# Eclipse: Jar Datei erstellen?



## peterfarge (18. Mai 2006)

Hallo Forum,

ich habe in Eclipse ein Projekt. Dieses enthält eine Mainklasse und hat eine Oberfläche mit ein paar AWT und Swing Controls. Wenn ich in Eclipse "run as"->SWT Applikation aufrufe wird alles korrekt ausgeführt. Nun möchte ich alles als JAR Datei exportieren. Ich mache also einen Rechtsklick auf die Main Klasse, wähle exportieren, und fülle die folgenden Dialoge aus.

Wenn ich nun versuche die jar Datei auszuführen bekomme ich diesen Fehler:


> T:\>java -jar mytest.jar
> Exception in thread "main" java.lang.NoClassDefFoundError: prefuse/Display
> at java.lang.ClassLoader.defineClass1(Native Method)
> at java.lang.ClassLoader.defineClass(Unknown Source)
> ...



Es werden ein paar Klassen nicht gefunden. Woran kann das liegen? Sucht Eclipse nicht alle benötigten Klassen heraus?


Viele Grüße

Peter


----------



## Leroy42 (18. Mai 2006)

peterfarge hat gesagt.:
			
		

> Sucht Eclipse nicht alle benötigten Klassen heraus?


Wenn diese packages nicht Teil deines Projekts sind, oder sie (im 2. oder 3.) Teil
des Jar-Erstellen Dialogs kein Häkchen gesetzt haben, ist die Antwort: "Ja".

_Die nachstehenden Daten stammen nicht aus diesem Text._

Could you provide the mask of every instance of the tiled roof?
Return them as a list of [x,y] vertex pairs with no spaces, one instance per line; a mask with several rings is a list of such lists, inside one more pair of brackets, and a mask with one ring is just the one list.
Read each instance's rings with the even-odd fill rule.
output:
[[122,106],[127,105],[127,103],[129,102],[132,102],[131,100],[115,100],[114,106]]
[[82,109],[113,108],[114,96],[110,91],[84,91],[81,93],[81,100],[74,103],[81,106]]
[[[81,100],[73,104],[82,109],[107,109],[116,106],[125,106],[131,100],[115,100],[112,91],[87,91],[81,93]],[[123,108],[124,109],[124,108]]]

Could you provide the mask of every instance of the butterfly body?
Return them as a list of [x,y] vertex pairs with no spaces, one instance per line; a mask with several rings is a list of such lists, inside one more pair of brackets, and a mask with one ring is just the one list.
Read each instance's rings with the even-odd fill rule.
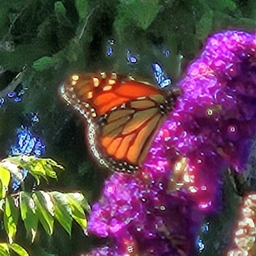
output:
[[86,118],[88,141],[99,163],[125,172],[141,164],[179,94],[168,97],[147,81],[105,72],[74,74],[61,93]]

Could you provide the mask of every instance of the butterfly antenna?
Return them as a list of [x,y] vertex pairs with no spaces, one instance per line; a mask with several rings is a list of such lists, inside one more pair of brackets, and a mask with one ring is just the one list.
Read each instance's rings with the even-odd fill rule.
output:
[[90,12],[90,13],[88,14],[88,15],[87,16],[86,19],[85,20],[84,24],[84,26],[83,26],[83,27],[82,31],[81,31],[80,35],[79,35],[79,36],[78,37],[78,40],[77,40],[78,42],[79,42],[79,41],[81,40],[81,39],[82,37],[83,37],[83,35],[84,33],[85,29],[86,28],[87,24],[88,24],[88,22],[89,19],[90,19],[90,17],[92,15],[92,14],[93,13],[94,11],[95,11],[97,8],[99,8],[99,5],[97,5],[97,6],[95,6],[95,7],[94,7],[94,8],[92,10],[91,12]]

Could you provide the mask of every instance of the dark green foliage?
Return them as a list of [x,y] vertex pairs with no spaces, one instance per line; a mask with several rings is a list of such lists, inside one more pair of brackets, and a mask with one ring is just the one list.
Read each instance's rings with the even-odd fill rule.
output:
[[[11,88],[13,78],[24,66],[22,83],[29,89],[22,102],[12,101],[0,108],[0,157],[6,156],[10,145],[15,141],[17,128],[26,124],[25,115],[38,111],[40,121],[32,129],[45,143],[46,157],[57,159],[67,170],[58,182],[51,184],[51,189],[56,193],[56,211],[59,216],[67,218],[67,226],[63,218],[57,220],[59,224],[52,226],[51,217],[43,211],[40,219],[35,219],[31,223],[24,221],[24,217],[20,218],[19,221],[24,221],[24,227],[23,230],[17,230],[17,237],[22,247],[31,248],[34,254],[40,256],[49,256],[51,253],[58,256],[76,255],[81,248],[90,247],[92,240],[86,239],[77,227],[81,225],[81,209],[74,207],[77,216],[72,217],[78,224],[71,228],[70,218],[64,211],[65,204],[60,206],[58,203],[63,202],[63,194],[59,193],[81,190],[88,199],[95,200],[109,173],[100,169],[88,154],[84,120],[67,107],[58,95],[58,88],[67,76],[72,72],[106,70],[153,80],[151,63],[159,61],[176,82],[188,63],[198,54],[209,34],[233,28],[255,29],[255,3],[254,0],[1,1],[0,98],[4,90]],[[110,57],[106,55],[109,40],[115,41],[113,54]],[[127,64],[128,49],[138,57],[138,63]],[[168,58],[163,54],[166,49],[170,51]],[[0,169],[1,172],[4,170]],[[46,172],[41,174],[40,177],[35,175],[37,180],[45,178]],[[0,184],[1,196],[6,194],[3,185],[10,181],[4,177],[6,180]],[[45,182],[42,182],[41,186],[42,190],[49,188]],[[227,188],[230,188],[228,184]],[[232,194],[230,189],[227,190],[226,193]],[[22,196],[24,206],[28,197],[25,194]],[[41,196],[33,196],[40,205]],[[236,209],[232,205],[232,202],[236,204],[237,198],[230,196],[229,200],[227,204],[234,216]],[[33,211],[28,213],[33,215]],[[228,222],[229,213],[223,214],[223,218],[212,217],[212,225],[218,232],[210,232],[209,237],[205,237],[209,248],[218,244],[218,237],[225,233],[220,228],[224,225],[221,220],[228,226],[232,224],[232,220]],[[16,217],[13,218],[15,222]],[[31,246],[24,237],[26,233],[33,237],[28,230],[31,229],[29,225],[36,227],[36,221],[42,224],[38,225],[38,230],[46,230],[50,234],[54,228],[58,231],[50,238],[42,235]],[[6,227],[9,224],[5,221]],[[71,238],[67,232],[72,232]],[[10,248],[8,244],[0,246],[0,253],[6,250],[12,251],[14,248]],[[211,253],[216,251],[209,249],[202,255]]]

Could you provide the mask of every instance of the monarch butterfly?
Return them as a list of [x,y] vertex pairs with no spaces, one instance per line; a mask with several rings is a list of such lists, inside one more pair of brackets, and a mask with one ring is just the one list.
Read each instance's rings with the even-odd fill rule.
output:
[[60,92],[87,120],[88,141],[99,163],[128,172],[141,164],[180,93],[114,72],[72,74]]

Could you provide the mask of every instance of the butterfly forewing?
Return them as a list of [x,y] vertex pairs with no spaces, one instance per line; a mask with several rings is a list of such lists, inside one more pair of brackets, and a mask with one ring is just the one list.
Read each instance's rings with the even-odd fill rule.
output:
[[101,164],[131,172],[142,163],[150,143],[175,99],[148,82],[115,73],[74,74],[63,97],[89,124],[88,138]]

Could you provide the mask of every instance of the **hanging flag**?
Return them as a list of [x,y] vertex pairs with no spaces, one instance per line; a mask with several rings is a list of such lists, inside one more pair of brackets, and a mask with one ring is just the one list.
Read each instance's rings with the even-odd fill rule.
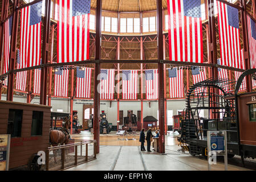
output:
[[146,75],[146,99],[159,98],[159,74],[157,69],[145,71]]
[[89,59],[91,0],[58,0],[58,63]]
[[241,68],[238,10],[217,1],[221,65]]
[[5,23],[5,37],[3,47],[3,72],[6,73],[9,69],[10,46],[11,44],[11,26],[13,23],[13,16]]
[[167,0],[170,60],[203,63],[201,0]]
[[[21,55],[19,50],[17,50],[17,69],[21,69]],[[27,71],[17,72],[16,73],[16,89],[26,91],[27,85]]]
[[184,98],[183,71],[177,68],[168,69],[170,98]]
[[[218,59],[217,62],[218,62],[218,64],[221,64],[221,59]],[[218,78],[222,78],[222,79],[228,79],[229,77],[227,76],[227,70],[225,69],[222,69],[222,68],[218,68]]]
[[67,97],[68,91],[68,73],[69,70],[62,68],[57,68],[55,71],[54,82],[54,96]]
[[40,64],[42,2],[21,10],[21,68]]
[[40,93],[41,82],[41,69],[35,69],[34,72],[34,93]]
[[[243,49],[241,49],[241,59],[243,60],[243,61],[242,61],[242,68],[241,69],[245,69],[245,64],[243,63]],[[235,72],[235,79],[236,81],[237,81],[239,78],[239,77],[240,77],[240,76],[242,75],[243,72]],[[254,84],[254,81],[253,80],[253,84]],[[241,85],[240,86],[240,88],[239,89],[239,92],[241,91],[244,91],[246,90],[246,82],[245,81],[245,77],[243,78],[243,81],[242,82]]]
[[100,70],[100,99],[113,99],[115,92],[115,69]]
[[138,71],[123,71],[123,99],[137,99],[137,81]]
[[[201,71],[198,67],[194,67],[192,69],[193,83],[196,84],[198,82],[206,80],[206,71],[205,68],[201,68]],[[196,90],[196,93],[200,93],[204,92],[204,88],[200,88]]]
[[91,80],[92,69],[76,68],[76,97],[91,98]]
[[247,15],[247,22],[251,68],[256,68],[256,23],[249,15]]

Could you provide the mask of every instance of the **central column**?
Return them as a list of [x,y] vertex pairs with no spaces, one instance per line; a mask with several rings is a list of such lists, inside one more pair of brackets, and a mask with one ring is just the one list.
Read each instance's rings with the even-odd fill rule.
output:
[[[162,0],[157,0],[157,47],[158,59],[160,60],[164,59],[164,47],[162,39]],[[159,129],[160,133],[160,152],[165,153],[164,144],[164,64],[158,63],[159,71]]]
[[[101,49],[101,0],[97,0],[97,7],[96,9],[96,36],[95,36],[95,60],[100,59]],[[96,61],[97,62],[97,61]],[[100,116],[100,93],[97,90],[97,85],[100,84],[100,80],[97,79],[97,76],[100,74],[100,64],[95,63],[94,72],[94,139],[97,140],[97,154],[100,152],[100,130],[99,130],[99,116]]]

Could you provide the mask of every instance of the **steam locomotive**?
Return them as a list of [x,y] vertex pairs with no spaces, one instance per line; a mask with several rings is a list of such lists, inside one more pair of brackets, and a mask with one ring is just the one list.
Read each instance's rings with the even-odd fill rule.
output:
[[100,114],[100,133],[109,133],[110,127],[108,121],[106,118],[106,113],[105,111],[101,111],[101,114]]

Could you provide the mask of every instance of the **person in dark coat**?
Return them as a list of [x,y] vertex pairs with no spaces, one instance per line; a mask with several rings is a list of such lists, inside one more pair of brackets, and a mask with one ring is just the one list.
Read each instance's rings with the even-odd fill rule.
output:
[[150,150],[150,146],[151,144],[151,138],[152,138],[152,133],[151,132],[152,131],[152,129],[148,129],[148,131],[147,132],[146,140],[147,140],[148,152],[152,152]]
[[145,143],[145,133],[144,133],[145,129],[142,129],[141,131],[140,131],[140,142],[141,143],[140,145],[140,151],[145,151],[145,147],[144,147],[144,143]]

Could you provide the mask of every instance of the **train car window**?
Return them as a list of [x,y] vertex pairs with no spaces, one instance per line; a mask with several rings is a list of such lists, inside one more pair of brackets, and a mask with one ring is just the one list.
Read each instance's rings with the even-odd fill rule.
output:
[[9,109],[7,134],[11,134],[11,137],[21,136],[23,113],[23,110]]
[[256,104],[249,105],[250,121],[256,122]]
[[33,111],[31,136],[42,135],[43,112]]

Das heißt du mußt diese Extra-Libraries mit einbinden (wie genau das in Eclipse
geht, weiß ich noch nicht; bin selbst Eclipse-Neuling)


----------



## peterfarge (18. Mai 2006)

Jetzt funktioniert es... sowas könnte man auch automatisieren...

Vielen Dank

Peter


----------